After listening attentively to our sermon, I didn't feel anything for the first time that whole week. It was weird to me, but I guess it wasn't my time to understand what was said, yet. We stood up, ready to sing once more before leaving to go back to our rooms, and that's when I looked over. There, I saw a girl in my group, and she was bawling her eyes out. I kind of checked to see if she was really crying, and that was a definite. And I mean, Look, I had no idea what was going on, so I hugged her and told her it was okay. The music was starting up again, and people were staring, but she continued to cry.

Now, when I see people cry, I start to cry. So now I'm bawling my eyes out, too, (or my eyes were screaming, as my friend would say afterwards), and I don't have a clue why. Soon, Lauren looks over and starts crying too. Then one girl after another, we all started crying.

Then, out of nowhere, I closed my eyes and started to pray.

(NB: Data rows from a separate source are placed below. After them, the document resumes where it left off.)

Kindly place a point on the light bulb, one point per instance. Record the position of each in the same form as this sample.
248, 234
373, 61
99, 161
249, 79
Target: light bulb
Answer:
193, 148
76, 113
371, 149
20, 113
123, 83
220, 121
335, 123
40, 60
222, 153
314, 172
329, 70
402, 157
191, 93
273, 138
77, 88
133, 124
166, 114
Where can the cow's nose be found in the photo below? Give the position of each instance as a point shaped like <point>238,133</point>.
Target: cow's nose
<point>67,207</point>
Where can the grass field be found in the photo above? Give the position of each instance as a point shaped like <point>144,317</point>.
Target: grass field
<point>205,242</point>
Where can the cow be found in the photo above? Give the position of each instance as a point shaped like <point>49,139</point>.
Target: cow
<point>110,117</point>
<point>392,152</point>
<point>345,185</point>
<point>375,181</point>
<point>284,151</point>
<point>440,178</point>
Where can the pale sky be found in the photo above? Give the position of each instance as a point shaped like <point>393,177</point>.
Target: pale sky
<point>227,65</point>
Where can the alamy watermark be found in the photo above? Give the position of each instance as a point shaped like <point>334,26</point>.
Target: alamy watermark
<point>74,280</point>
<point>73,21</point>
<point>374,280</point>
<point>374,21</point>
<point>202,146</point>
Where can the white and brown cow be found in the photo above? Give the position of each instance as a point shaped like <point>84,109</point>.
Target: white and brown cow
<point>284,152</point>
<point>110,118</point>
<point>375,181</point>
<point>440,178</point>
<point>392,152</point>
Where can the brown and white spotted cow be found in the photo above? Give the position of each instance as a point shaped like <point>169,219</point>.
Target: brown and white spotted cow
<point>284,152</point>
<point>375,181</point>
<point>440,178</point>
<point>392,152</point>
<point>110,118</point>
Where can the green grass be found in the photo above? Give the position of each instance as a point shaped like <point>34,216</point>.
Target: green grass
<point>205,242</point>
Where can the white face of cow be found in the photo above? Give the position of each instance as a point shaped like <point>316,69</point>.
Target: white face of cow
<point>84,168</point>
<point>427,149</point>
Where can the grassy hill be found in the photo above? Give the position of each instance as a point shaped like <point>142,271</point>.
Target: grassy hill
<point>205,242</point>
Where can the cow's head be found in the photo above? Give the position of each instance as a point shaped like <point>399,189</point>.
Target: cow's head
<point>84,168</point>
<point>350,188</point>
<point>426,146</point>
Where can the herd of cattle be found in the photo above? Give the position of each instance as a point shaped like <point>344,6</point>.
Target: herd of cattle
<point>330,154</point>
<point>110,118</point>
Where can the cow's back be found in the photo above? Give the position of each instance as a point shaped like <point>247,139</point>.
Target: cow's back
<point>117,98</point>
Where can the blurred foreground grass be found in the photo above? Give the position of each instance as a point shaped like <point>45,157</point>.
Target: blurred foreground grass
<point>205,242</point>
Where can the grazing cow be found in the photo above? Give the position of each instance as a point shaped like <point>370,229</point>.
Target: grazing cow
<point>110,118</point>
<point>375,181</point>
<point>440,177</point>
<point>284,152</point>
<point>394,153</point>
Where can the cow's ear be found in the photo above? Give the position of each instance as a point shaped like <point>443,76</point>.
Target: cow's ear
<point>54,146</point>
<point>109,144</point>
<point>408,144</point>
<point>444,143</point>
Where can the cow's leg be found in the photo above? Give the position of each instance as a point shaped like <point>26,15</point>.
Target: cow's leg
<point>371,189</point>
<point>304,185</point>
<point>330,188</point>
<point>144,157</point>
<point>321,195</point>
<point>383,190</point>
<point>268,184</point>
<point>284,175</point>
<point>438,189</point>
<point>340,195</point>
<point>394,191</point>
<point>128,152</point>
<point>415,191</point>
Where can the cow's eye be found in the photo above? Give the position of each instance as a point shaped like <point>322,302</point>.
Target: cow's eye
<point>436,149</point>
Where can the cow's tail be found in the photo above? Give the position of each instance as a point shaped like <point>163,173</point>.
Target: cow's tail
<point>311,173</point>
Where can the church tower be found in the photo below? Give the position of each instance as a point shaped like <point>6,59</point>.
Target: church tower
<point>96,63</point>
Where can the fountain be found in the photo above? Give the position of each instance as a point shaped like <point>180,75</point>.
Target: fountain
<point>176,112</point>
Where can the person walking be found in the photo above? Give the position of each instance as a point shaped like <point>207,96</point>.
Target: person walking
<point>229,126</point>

I had never been a strong Christ follower. I had doubts, I had never believed with a full heart. But suddenly, this huge wave of every emotion was pile-driving me into the ground. So, I'm on my knees trying to drown out the sound of people crying, and I'm praying. I'm praying to Jesus to save me. I'm praying for Him to take me as a follower and a believer. A disciple. Tears are running down my face, and I'm just so confused. I'm happy but sad, I'm scared but excited. My heart was throwing out old hardships, and it was being replaced with an overwhelming sense of love.

I can't tell you what exactly happened that night, I can't even explain it completely to myself, but all I know it I was saved. For the first time, I really felt a holy presence inside of me, and I felt like God was so close. It was such a high.

"I'm not saying the skies will open up and suddenly you'll find Jesus. But some of you might, and that's good."
-Shane, one of our amazing pastors

As we went into the room for session one last time, my heart ached to know I was going to have to keep up my journey alone without this camp anymore. Nobody's going to tell me to read my Bible every day, nobody is going to remind me to pray. Nobody is going to tell me to put my faith in God when everything is going wrong. I have to do it now, and I'm starting to feel ready.

Just minutes before we were about to leave, Brian points at a picture of a man standing in front of three tanks. He looks each of us straight in the eye and says his final parting words.

"Fans can't change the world. No fan will ever change the world. But followers can. Only believers can make a difference."

I am saved.

Author's Note: Snippets of the song Your Name High by Hillsong were used in my article. All quotes were from the pastors at the camp I went to, and that I heard and was touched by personally. I understand that not everyone has the same religious views as me, and I am not trying to make anyone convert, so please be respectful.